Reviewed by Dennis Schwartz

A well-conceived sordid exploitation rape-revenge pulp-thriller. It’s directed and written with a mixture of playful glee and angry passion by French filmmaker Coraline Fargeat, in her feature film debut, who gets by depicting two-dimensional characters in a vigorous crowd-pleasing film with a blood-splattered payback sequence. It should become a classic cult film for those into full-flavored grindhouse.

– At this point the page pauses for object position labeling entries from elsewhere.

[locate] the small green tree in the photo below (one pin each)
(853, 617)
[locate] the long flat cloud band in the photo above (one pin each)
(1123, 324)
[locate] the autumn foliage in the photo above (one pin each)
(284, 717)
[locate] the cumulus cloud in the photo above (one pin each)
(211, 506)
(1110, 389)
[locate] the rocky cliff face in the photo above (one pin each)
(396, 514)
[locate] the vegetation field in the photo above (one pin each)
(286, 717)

Upon its release it made the rounds as a popular Midnight Movie. That such an excessively violent film is directed by a woman, also makes it rare. Arriving by helicopter to some nameless isolated desert area (it was shot in Morocco) is the hot young Jen (Matilda Lutz) and her lover, a married, wealthy and smug businessman named Richard (Kevin Janssens). They settle into his isolated luxury house with a giant pool, and Richard gets a quickie in the bedroom. Soon after Richard’s lowlife hunting friends, Stan (Vincent Colombe) and Dimitri (Guillaume Bouchede), arrive before expected and catch Jen’s exotic poolside dance while attired in a sexy-pink I Love L.A. T-shirt. The next day while Richard’s in town getting things up the TV volume. When Richard returns, he is angry with Stan but insults Jen by offering her compensation instead of sympathy. Richard turns ugly when she threatens to tell his wife and ruin him. The three men chase her as she tries to flee by foot and they attempt to beat her to death. But she survives despite a tree branch impaled in her is sticking out of her stomach and vows payback when she miraculously recovers. When the men learn she survives, they decide to hunt her down separately. That’s another bad decision the hunters make, as she peels them off one at a time just a few days after the incident.

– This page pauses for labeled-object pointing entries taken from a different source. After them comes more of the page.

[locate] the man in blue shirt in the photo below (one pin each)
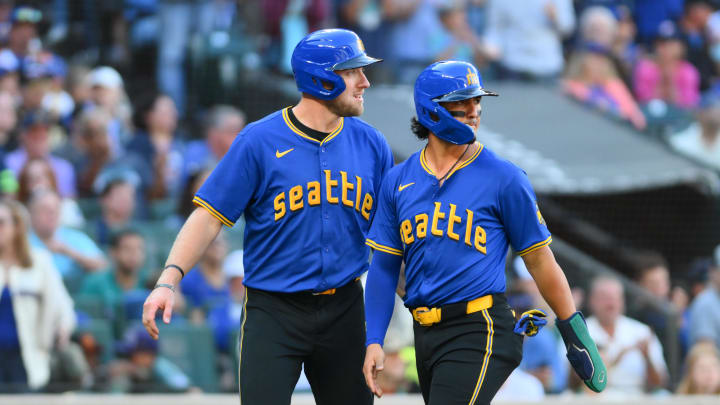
(450, 212)
(306, 178)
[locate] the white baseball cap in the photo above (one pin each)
(105, 76)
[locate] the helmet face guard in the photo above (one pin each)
(444, 82)
(317, 56)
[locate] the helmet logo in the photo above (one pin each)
(472, 78)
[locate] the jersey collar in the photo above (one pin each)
(426, 166)
(303, 135)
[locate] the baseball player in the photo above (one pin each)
(306, 178)
(450, 211)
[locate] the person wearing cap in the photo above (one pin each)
(35, 143)
(23, 33)
(450, 212)
(107, 93)
(667, 76)
(306, 179)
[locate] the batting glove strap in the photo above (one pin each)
(530, 322)
(582, 352)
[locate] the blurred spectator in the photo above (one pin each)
(117, 205)
(701, 139)
(205, 286)
(178, 21)
(37, 174)
(632, 353)
(10, 75)
(525, 36)
(36, 312)
(8, 121)
(651, 14)
(225, 319)
(23, 38)
(702, 371)
(6, 7)
(185, 204)
(73, 252)
(457, 40)
(286, 23)
(92, 156)
(614, 34)
(667, 75)
(222, 125)
(157, 145)
(107, 93)
(693, 26)
(704, 313)
(35, 143)
(412, 24)
(592, 79)
(111, 287)
(142, 369)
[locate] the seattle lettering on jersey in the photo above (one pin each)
(456, 225)
(336, 191)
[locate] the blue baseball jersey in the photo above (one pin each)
(454, 238)
(307, 204)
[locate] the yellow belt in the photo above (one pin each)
(429, 316)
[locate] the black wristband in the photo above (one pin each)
(175, 266)
(170, 286)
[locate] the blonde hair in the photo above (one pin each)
(21, 244)
(698, 351)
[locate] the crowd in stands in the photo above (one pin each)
(103, 145)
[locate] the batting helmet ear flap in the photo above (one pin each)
(317, 56)
(444, 82)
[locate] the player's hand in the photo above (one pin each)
(374, 364)
(159, 298)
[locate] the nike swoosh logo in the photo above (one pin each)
(403, 187)
(279, 154)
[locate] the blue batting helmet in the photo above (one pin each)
(317, 56)
(444, 82)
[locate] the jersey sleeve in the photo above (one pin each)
(384, 235)
(524, 225)
(232, 184)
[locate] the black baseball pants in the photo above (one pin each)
(282, 331)
(465, 361)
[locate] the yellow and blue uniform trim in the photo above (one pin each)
(426, 166)
(535, 247)
(327, 139)
(383, 248)
(486, 359)
(202, 203)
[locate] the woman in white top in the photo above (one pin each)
(36, 312)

There is nothing subtle here, as the film tells us it will do as its title says. The dehumanizing bastards will get it in the end, as Jen finds her hunter-warrior mojo and takes them all out of their miserable lives in a satisfying primitive way that the justice system can’t do. If you can live with such a graphically violent film, you got yourself a bloody good one.